Reprinted from the October 23, 2014 Mongoose newsletter.
Tex. Family Code Sections 157.004 and 157.005 provide deadlines to file enforcement actions regarding possession and child support, but neither has any specific provision regarding enforcement of temporary orders. Section 6.506 states simply that violation of a temporary injunction is punishable as contempt, but provides no deadline to bring a contempt action.
Thus,temporary orders can be enforced after rendition or entry as long as the final order does not discharge the parties from their obligations under the temporary orders. Settlement agreements often do not resolve this issue.
There is usually a period of several weeks between rendition (when the judge rules) and entry of the final order.
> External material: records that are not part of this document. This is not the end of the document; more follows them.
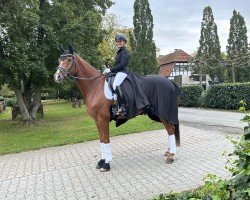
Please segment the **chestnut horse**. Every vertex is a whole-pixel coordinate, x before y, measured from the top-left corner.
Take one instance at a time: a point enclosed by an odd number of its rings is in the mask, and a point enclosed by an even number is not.
[[[63,50],[63,49],[61,49]],[[102,159],[97,163],[97,168],[101,172],[109,171],[109,162],[112,160],[109,122],[110,107],[113,100],[109,100],[104,95],[105,76],[83,60],[79,55],[74,54],[73,49],[63,50],[59,59],[58,70],[54,75],[56,82],[60,83],[66,78],[73,78],[78,85],[86,104],[87,112],[95,120],[101,143]],[[169,148],[165,155],[166,163],[174,161],[176,144],[180,145],[179,126],[160,118],[168,132]]]

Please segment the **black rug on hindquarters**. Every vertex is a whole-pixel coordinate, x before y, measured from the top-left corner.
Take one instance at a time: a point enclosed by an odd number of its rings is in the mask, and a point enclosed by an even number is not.
[[[160,122],[163,118],[174,124],[178,123],[179,87],[169,79],[157,76],[137,76],[128,73],[121,85],[123,95],[128,104],[127,119],[116,119],[116,126],[135,117],[143,110],[150,119]]]

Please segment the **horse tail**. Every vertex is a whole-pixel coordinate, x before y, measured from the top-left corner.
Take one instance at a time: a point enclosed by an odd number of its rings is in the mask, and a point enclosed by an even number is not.
[[[176,145],[180,146],[181,140],[180,140],[180,126],[179,126],[179,121],[178,121],[177,124],[174,125],[174,128],[175,128],[174,135],[175,135]]]

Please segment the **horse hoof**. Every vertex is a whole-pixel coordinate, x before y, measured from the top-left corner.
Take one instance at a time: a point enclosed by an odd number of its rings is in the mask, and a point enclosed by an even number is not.
[[[107,172],[110,170],[110,165],[109,163],[104,163],[100,169],[101,172]]]
[[[164,153],[164,156],[169,156],[169,151],[166,151],[166,152]]]
[[[99,160],[99,162],[96,165],[96,169],[101,169],[104,163],[105,163],[105,159]]]
[[[100,172],[108,172],[110,169],[104,169],[104,168],[101,168],[100,169]]]
[[[173,158],[167,158],[166,163],[167,164],[172,164],[174,162]]]

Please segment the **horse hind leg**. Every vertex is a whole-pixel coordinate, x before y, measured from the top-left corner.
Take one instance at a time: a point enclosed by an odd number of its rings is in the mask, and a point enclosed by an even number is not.
[[[160,119],[165,129],[168,132],[168,150],[165,153],[167,156],[166,163],[171,164],[174,162],[174,155],[176,154],[176,146],[180,146],[179,123],[172,124],[164,119]]]

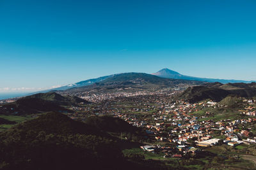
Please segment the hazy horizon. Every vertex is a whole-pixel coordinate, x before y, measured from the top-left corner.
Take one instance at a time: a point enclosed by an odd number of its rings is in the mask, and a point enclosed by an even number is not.
[[[168,67],[256,80],[256,2],[1,1],[0,93]]]

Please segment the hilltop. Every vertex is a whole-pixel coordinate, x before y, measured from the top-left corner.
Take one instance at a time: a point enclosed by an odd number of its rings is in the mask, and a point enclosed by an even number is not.
[[[153,73],[153,75],[158,76],[163,78],[175,78],[188,80],[196,80],[207,82],[220,82],[221,83],[251,83],[255,81],[244,81],[244,80],[225,80],[225,79],[216,79],[216,78],[198,78],[194,76],[189,76],[182,75],[176,71],[170,70],[168,68],[163,69],[156,73]]]
[[[56,92],[38,93],[22,98],[22,99],[40,99],[62,106],[76,105],[81,103],[89,103],[88,101],[76,96],[63,96]]]
[[[136,162],[141,161],[145,164],[130,162],[119,148],[129,143],[107,134],[104,127],[92,124],[100,122],[101,124],[109,124],[113,120],[122,122],[117,123],[119,132],[122,132],[121,124],[128,131],[138,129],[128,126],[128,123],[117,118],[92,117],[88,122],[83,123],[58,112],[42,115],[15,125],[0,133],[1,168],[155,169],[150,165],[152,161],[145,162],[138,157]],[[154,164],[156,167],[157,165]]]
[[[220,101],[228,96],[242,97],[256,96],[256,83],[207,83],[204,85],[189,87],[181,95],[180,99],[196,103],[205,99]]]
[[[99,92],[109,92],[116,90],[136,91],[141,90],[157,90],[166,87],[175,87],[179,85],[200,85],[204,83],[198,81],[170,79],[140,73],[127,73],[115,74],[100,82],[93,85],[65,90],[65,92],[79,92],[95,90]]]

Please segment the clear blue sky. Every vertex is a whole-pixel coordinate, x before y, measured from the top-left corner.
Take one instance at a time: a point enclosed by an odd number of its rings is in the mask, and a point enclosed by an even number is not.
[[[0,92],[163,67],[256,80],[255,9],[255,0],[0,0]]]

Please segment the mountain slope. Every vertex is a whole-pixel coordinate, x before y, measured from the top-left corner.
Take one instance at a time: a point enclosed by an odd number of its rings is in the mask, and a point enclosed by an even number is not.
[[[54,104],[63,106],[77,104],[80,103],[88,103],[89,102],[76,96],[63,96],[56,92],[38,93],[23,97],[23,99],[40,99],[52,102]]]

The case law makes it clear that the temporary orders remain in effect until the final order is signed. Pettus v. Pettus, 237 S.W.3d 405, 416 (Tex. App. – Fort Worth 2007, pet. denied). Some older cases suggest that temporary orders can continue after the final order if the final order does not change those temporary orders. See e.g., Mathis v. Mathis, No. 04-95-00386-CV, 1996 WL 668849, at *3 (Tex. App.-San Antonio Nov. 20, 1996, no writ) (not designated for publication) (holding that trial court had discretion to continue temporary orders, which stated that they would “continue in full force until the signing of the final decree or until further order” of the court, after entry of decree).